Figure 3 shows the phantom study result. Signal change due to T2 decay can be observed in images with different TEs (Figure 3 A-D). Figure 4 shows one invivo result. The vessel wall of middle cerebral artery was clearly depicted in all images (yellow arrow). The contrast between white matter, gray matter and cerebral spinal fluid (CSF) varied between images with different TEs (Figure 4 A-D).

Discussion and conclusion

This study demonstrated that PD-T2-shuffled VISTA is a feasible and promising technique for 3D simultaneous multi-contrast intracranial vessel wall imaging. The multiple weighted images could provide more information for plaque components detection and vasculopathy differentiation, which would be investigated in the future.

Acknowledgements

No acknowledgement found.

References

1. Wong LK. Global burden of intracranial atherosclerosis. Int J Stroke. 2006;1:158–159.

2. Qiao Y, Steinman DA, Qin Q, Etesami M, Schär M, Astor BC, et al. Intracranial arterial wall imaging using three-dimensional high isotropic resolution black blood MRI at 3.0 tesla. J Magn Reson Imaging 2011;34:22–30.

3. Xie Y, Yang Q, Fan Z, Li D. Improved black-blood imaging using DANTE- SPACE for combined carotid and intracranial vessel wall evaluation. J Cardiovasc Magn Reson 2015;17:O17.

4. Li ML, Xu YY, Hou B, Sun ZY, Zhou HL, Jin ZY, Feng F, Xu WH. High-resolution intracranial vessel wall imaging using 3D CUBE T1 weighted sequence. European journal of radiology. 2016 Apr 30;85(4):803-7.

5. Mossa-Basha M, Hwang WD, De Havenon A, Hippe D, Balu N, Becker KJ, Tirschwell DT, Hatsukami T, Anzai Y, Yuan C. Multicontrast high-resolution vessel wall magnetic resonance imaging and its value in differentiating intracranial vasculopathic processes. Stroke. 2015 Jun 1;46(6):1567-73.

6. Jiang Y, Zhu C, Peng W, Degnan AJ, Chen L, Wang X, Liu Q, Wang Y, Xiang Z, Teng Z, Saloner D. Ex-vivo imaging and plaque type classification of intracranial atherosclerotic plaque using high resolution MRI. Atherosclerosis. 2016 Jun 30;249:10-6.

7. Zhou Z, Chen S, Sun A, Li Y, Li, R, Yuan C. Optimized Parametric Variable Radius Sampling Scheme for 3D Cartesian k-Space Undersampling Pattern Design. In Proceedings of ISMRM 2016, p1818.

8. Lustig M, Pauly JM. SPIRiT: Iterative Self-consistent Parallel Imaging Reconstruction From Arbitrary k-Space. Magn Reson Med 2010;64:457– 471.

Figures

Figure 1. A, Sequence diagram of 3D VISTA sequence. B, Variable refocusing flip angle of 3D VISTA. C, Simulated signal evolutions during an echo train.
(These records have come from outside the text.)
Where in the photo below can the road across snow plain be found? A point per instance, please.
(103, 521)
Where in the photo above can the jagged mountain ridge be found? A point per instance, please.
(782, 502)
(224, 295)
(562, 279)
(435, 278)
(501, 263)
Figure 2. Profile order of PD VISTA was rearranged to realize PD-T2-shuffled VISTA. A, each echo train was split in two 4 segments for 4 separated K-spaces (KSP1, low-high order, R=3 [black dots]; KSP2, low-high order, R=8 [blue dots]; KSP3, low-high order, R=8 [green dots]; KSP4, high-low order R=12 [red dots]). B, sampling pattern of an echo train. C, CUSTOM sampling patterns of different K-spaces.

Figure 3. Phantom study results. Different contrast between tubes can be observed in images with different TE due to T2 decay.

Figure 4. Images of one healthy volunteer. The vessel wall of middle cerebral artery was clearly depicted in all images (yellow arrow). The contrast between white matter, gray matter and cerebral spinal fluid (CSF) varied between images with different TEs.